Immigration and the Majority
At the Washington Post, Georgetown's Dan Hopkins uses survey data to show that Americans are actually not all that split on immigration. It's useful to disseminate that message as widely as possible, but it's not new at all. I've blogged about this numerous times, and way back in 2006 I referred to a Foreign Affairs article by Tamar Jacoby, quoting that very fact. She was wrong to predict quick action, but right to assert that there's no reason to be surprised by support for immigration reform.
A much better question to ask is why the belief persists in the face of so much contrary evidence. Part of the problem is that people get causation wrong. Since there is no reform, that must be caused by majority opinion against it. Instead, absence of reform has a lot to do with excessive political focus on a minority base opposed to reform. The media picks up on the extremes, and the public is left with the impression that the country is hopelessly divided when in fact it's not.

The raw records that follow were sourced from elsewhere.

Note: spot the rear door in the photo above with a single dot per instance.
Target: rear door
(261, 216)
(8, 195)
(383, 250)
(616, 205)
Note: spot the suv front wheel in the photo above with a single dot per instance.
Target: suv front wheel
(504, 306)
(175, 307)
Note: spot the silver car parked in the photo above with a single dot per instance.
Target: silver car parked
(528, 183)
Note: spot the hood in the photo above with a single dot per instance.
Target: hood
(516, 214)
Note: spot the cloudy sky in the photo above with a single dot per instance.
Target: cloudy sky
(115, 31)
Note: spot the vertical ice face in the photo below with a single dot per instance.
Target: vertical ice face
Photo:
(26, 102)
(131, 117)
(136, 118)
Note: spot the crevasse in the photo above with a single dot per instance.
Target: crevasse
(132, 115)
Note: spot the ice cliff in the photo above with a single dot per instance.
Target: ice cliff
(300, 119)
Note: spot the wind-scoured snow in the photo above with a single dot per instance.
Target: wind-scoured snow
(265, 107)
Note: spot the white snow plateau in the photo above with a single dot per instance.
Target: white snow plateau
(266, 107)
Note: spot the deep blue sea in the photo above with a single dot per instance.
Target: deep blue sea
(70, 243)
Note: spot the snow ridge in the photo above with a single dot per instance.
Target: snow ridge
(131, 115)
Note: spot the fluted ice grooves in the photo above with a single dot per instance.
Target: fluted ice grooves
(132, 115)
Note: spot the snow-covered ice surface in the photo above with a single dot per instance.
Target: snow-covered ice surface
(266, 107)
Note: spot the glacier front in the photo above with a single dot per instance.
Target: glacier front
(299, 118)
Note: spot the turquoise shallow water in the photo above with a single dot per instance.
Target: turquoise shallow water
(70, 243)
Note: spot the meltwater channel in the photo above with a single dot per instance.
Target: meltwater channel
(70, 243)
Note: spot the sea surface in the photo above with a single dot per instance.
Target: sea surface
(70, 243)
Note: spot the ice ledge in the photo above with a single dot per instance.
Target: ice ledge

What we've seen, in effect, is tyranny of the minority, but a minority consistently--and successfully--peddling the notion that it's views are held by the majority (perhaps even a silent majority, to quote Richard Nixon). What Mitt Romney found--as everyone, including him, knew he would--is that he needed that minority to win the candidacy, but it became a liability in the general election.
Most Republican leaders seem to recognize this, which is why so many are talking openly about supporting reform. It required the trauma of losing the presidency to make it happen, but it happened. This may also mean that the message about a long-standing majority supporting reform will finally start to gain traction. We will have waited a long time.